What role in this does the new penal code play which came into force in 2010?

“First, let me say the new penal code is a really modern codex of penal law and it’s very good legislation. But as far as bribery is concerned, its influence has not been great because bribery-related legislation has been here for some 15 years now so the difference between how bribery can be punished then and now is not very significant.”

So what has brought about the improvement in courts’ rulings you mentioned?

“Well, it’s not all about legislation, it’s also about public opinion and pressure which is something judges take into account. There has also been pressure to use alternative punishment for white-collar crimes which might be one of the reasons why the scope of sanctions is wider than before.”

Speaking of legislation, the study says that Czech law does not sufficiently sanction “indirect bribery”. What does it mean?

“Indirect bribery is a legal term; with regular bribery, you offer a bribe or you accept it. But indirect bribery means you offer a bribe to someone who can influence some other person with authority. That’s typical for lobbyists and organized crime, and these cases often go unpunished or the sentences are very low. Prison sentences for example are very rare in such cases.”

Most of the cases you analyzed are those of the so-called “small corruption”. But we have seen some high-profile cases prosecuted although many have not yet been closed. Do you see a change here?

Photo: Barbora Kmentová
“Well, the cases you mention were not included in the study but I think they do suggest that things have changed. For one, it seems that prosecution is more independent. The problem is that you cannot predict whether this tendency will continue because it to a great extent depends on politicians; the government is now discussing a very important bill on prosecution and a lot will depend on its fate.”

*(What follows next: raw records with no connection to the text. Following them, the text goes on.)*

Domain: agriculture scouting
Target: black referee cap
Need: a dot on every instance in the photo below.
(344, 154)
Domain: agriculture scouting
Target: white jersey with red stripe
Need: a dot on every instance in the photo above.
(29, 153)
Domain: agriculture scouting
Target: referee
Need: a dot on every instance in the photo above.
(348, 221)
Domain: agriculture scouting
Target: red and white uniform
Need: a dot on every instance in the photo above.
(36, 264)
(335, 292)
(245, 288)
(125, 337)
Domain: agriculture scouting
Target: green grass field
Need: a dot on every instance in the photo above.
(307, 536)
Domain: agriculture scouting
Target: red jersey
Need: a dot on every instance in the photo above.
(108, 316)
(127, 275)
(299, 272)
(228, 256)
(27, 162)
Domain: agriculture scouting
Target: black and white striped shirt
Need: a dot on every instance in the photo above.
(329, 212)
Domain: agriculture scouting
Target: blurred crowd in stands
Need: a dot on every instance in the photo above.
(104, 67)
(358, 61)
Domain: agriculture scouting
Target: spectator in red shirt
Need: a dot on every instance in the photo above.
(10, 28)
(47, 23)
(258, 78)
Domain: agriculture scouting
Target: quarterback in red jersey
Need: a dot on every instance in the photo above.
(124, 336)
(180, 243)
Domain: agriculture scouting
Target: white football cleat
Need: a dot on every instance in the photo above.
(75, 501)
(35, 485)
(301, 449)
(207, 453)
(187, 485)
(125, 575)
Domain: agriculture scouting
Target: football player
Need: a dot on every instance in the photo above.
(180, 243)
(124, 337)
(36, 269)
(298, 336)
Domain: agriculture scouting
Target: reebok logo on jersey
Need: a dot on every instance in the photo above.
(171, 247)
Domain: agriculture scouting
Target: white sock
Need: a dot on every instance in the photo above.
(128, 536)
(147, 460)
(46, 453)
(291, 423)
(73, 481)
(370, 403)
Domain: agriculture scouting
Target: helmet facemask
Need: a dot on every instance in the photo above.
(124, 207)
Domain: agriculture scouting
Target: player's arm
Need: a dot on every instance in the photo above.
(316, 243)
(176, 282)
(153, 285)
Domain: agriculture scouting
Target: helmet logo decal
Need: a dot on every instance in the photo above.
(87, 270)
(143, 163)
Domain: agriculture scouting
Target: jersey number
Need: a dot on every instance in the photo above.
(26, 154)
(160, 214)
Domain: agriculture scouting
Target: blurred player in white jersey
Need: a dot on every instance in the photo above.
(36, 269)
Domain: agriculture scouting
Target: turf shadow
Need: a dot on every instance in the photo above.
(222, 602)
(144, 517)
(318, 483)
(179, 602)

The bill you mentioned would, among other things, establish a special office that would only prosecute corruption. There has been some debate about whether this is a good idea – what do you think?

“I think it’s a great idea. Many countries – in western Europe but also some post-communist countries – have very good experiences with a special office dedicated to prosecuting corruption; in Slovenia and Estonia, for instance, these bodies have very good results.

“A lot will depend on the exact form of such an office, and on who will appoint its head, but it can work. You see, especially the more serious corruption cases are very difficult to prosecute. You need to have an excellent knowledge of the legislation, you need to know how to use police techniques to acquire as much evidence as you can, and so on. So you need professionals to deal with these cases.”

And finally, are there any estimates of how much corruption there is that goes unprosecuted?

“I can’t really give any accurate estimate. But bribery is one of the most wide-spread white-collar crimes and there is a huge latency. Only a small part of these cases are actually prosecuted.”